Perfect Recipe for Valentine's Day

Chocolate-Dipped Strawberries

We asked our friends from Cannabis Cooking Co. to recommend a delicious treat for Valentine's Day. They went above and beyond with this artisanal recipe from Chef Brent Leitch using cannabis infused ruby chocolate.

* * *

Ingredients:

  • 1 Quart Fresh Strawberries
  • 500g Dark Chocolate (70-80% cocoa)
  • 100g 'Ruby' or White Chocolate
  • 10 ml Rosin Infused MCT Oil
  • .5g Jack Haze by 7ACRES (15% THC)

Maximum dosage 75mg THC ÷ 24 Strawberries = 3.125mg THC (max) per strawberry, assuming all ruby chocolate is used.


Infusion:

How to infuse MCT Oil using the Rosinbud.


Instructions:

  1. Pierce each strawberry in the top center with a toothpick. Wrap the green stem of the strawberry tightly around the toothpick and away from the strawberry to avoid getting chocolate on it. 
  1. Chop all chocolate into small pieces using a chef knife, keeping them separate. 
  1. Set up a double boiler (a bowl set atop a small pot of steaming water).
  1. Add 2/3 of dark chocolate to a small bowl. Melt it slowly. When fully melted, add remaining dark chocolate, remove from heat, being careful to not get a single drop of water near it!
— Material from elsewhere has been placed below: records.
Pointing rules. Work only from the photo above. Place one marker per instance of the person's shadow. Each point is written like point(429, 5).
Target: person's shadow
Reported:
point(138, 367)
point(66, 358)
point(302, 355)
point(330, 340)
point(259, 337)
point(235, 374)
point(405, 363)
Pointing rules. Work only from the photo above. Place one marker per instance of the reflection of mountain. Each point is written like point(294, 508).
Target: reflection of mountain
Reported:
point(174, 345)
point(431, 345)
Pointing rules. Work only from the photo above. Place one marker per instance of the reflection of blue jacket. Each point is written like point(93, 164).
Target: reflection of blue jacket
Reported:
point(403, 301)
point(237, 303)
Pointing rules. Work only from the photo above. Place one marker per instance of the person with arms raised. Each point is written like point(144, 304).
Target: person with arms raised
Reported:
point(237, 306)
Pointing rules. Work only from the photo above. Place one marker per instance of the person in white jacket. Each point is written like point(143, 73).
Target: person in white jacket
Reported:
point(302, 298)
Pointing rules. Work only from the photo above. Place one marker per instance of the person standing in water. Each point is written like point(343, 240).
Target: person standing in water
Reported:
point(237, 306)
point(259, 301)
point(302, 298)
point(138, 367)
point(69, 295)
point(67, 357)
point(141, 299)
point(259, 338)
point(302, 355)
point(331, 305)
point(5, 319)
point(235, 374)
Wipe the bottom of the bowl dry and stir to melt. 

(*This is a method of tempering chocolate called "seeding". It will create a better finished product if done correctly. It's what creates a beautiful snap and finish to the chocolate. However, we are often seeking this correct tempering process, it doesn't matter much because the chocolate will solidify in the fridge.
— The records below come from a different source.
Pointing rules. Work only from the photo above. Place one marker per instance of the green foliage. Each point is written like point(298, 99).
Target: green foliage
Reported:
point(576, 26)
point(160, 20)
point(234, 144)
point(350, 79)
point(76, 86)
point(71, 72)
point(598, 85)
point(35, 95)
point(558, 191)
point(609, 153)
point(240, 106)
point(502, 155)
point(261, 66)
  1. Carefully dip each strawberry into the melted dark chocolate, twisting it to be sure it's fully coated, leaving say 5-15% of the red berry exposed. Lift it out and let remaining chocolate fall off. Wipe the bottom lightly on the side of the bowl, and place onto a sheet of parchment. Repeat with all remaining berries. (*Optional step: Lift each berry gently onto a clean area of parchment paper after sitting for 2-4 minutes, to prevent a "foot" or puddle of flat chocolate at the bottom if each berry).
  1. Melt ruby chocolate in a separate bowl, using the same method as the dark chocolate.  Remove from heat, and add in rosin infused MCT oil.  Stir well to make sure it's fully emulsified! Chocolate does not need to get too hot ever, or the oil may separate, and float on the top.  A couple degrees above body temperature is enough to melt chocolate. When you’re completely sure the oil it's fully emulsified, proceed with the next step. Pay very close attention to this point as you want evenly dosed edibles! Remember: anytime you cook with cannabis, always stir well. 
  1. Make a small piping cone with parchment. Fill no more than 1/2 to 2/3 or you'll make a mess! Neatly fold down the top securely. Cut a very tiny hole in the bottom with a knife or scissors. Slowly drizzle ruby chocolate over dark chocolate. 
  1. Eat at any point obviously, live your life!  Keep remaining berries in the fridge, removing the toothpick before serving.  

IMPORTANT: Remember to keep infusions securely away from pets, or anyone under 19 years of age.  Label clearly and enjoy responsibly.